2020 has sparked levels of market volatility not seen since the global financial crisis in 2008. On average, equity markets fell by -21.8 per cent in Q1. During the first three months of 2020 the growth index fell by -15.4 per cent, whilst its value-focused opposite fell by -27.5 per cent. Clearly, investing for growth has been the winner, in spite of a reputation for carrying more risk. The April relief rally told a similar story, with growth up by +12.7 per cent vs value at +8.6 per cent.
If we dig a little deeper, the underlying sector returns are a mixed bag. As you may expect, more defensive sectors such as utilities, healthcare and consumer staples fared well, relatively speaking. This is no surprise. These sectors provide services that remain in high demand during a downturn.
More cyclical sectors, such as financials, real estate and materials fell much further. When global growth slows property markets contract, banks’ profitability stalls and manufacturing diminishes. The energy sector also fell by -45 per cent, due largely to a collapse in the oil price.
This selloff is fundamentally different from many of those that preceded. It hasn’t been caused by flaws in the financial system (albeit some may well be exposed as a result), rather a global pandemic. A health crisis has precipitated a financial crisis, the severity and extent of which is still to unfold. Whilst the overall outcome is still unknown, there are certainly some sectors that will ultimately be long-term beneficiaries as a result of the unique and unprecedented circumstances that we find ourselves in (on the other hand some sectors will find the next 12-18 months extremely challenging).

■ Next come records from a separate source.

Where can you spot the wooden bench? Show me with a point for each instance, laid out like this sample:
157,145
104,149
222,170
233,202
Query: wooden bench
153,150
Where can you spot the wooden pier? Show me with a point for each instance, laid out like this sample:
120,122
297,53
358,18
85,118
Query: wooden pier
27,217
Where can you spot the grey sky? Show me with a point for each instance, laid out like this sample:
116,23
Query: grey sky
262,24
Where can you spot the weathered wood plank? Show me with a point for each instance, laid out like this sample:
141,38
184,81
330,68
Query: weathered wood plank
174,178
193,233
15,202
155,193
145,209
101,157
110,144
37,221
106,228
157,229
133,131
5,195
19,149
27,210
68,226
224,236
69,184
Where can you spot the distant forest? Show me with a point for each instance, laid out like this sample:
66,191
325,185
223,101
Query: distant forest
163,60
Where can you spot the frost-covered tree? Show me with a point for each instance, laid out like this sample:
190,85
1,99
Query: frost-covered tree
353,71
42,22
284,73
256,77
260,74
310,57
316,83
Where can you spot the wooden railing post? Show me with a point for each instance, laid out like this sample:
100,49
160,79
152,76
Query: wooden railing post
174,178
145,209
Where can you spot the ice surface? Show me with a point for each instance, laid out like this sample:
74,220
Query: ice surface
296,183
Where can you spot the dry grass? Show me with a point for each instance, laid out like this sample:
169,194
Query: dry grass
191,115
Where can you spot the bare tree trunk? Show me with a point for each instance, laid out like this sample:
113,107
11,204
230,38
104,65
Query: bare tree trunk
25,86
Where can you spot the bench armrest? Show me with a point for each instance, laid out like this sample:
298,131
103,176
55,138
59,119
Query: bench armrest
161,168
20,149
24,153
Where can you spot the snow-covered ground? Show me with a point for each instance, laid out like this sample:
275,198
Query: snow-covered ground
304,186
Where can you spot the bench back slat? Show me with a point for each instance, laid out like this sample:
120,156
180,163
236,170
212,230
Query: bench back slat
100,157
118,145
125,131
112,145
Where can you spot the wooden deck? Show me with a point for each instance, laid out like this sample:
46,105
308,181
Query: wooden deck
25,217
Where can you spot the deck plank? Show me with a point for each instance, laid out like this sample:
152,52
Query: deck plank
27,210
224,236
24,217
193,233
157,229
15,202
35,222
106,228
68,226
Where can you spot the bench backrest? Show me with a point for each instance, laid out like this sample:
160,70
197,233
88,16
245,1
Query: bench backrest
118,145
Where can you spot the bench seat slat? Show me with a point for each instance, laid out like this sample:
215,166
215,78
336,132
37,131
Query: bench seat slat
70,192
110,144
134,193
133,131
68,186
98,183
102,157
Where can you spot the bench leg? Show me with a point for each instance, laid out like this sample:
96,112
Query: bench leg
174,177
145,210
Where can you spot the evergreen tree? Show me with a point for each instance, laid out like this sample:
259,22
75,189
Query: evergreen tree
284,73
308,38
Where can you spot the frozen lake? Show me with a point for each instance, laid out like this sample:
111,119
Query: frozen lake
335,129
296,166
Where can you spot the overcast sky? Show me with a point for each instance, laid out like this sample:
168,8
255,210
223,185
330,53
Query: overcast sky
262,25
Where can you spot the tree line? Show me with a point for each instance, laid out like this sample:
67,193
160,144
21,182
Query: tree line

What has been interesting to note is how defensive some of the more growth-oriented sectors have been. Higher valuations suggest that in periods of market stress, lofty growth stock prices fall further. Despite this, the likes of communication services and information tech have held up well. Technology is clearly one that has the potential to be a long-term winner. Prior to the health crisis, tech has provided stellar performance for investors, returning +87.8 per cent over five years to the end of March 2020 and falling by only -13.0 per cent over Q1.
It is true, valuations on tech stocks are some of the highest around. At the beginning of the year, the sector had a P/E multiple of 27.6x, (i.e. a company would need to generate 27 years’ worth of earnings to justify its share price). Although this fell to 23.3x in Q1, it has been argued that tech companies still look expensive compared with sector peers.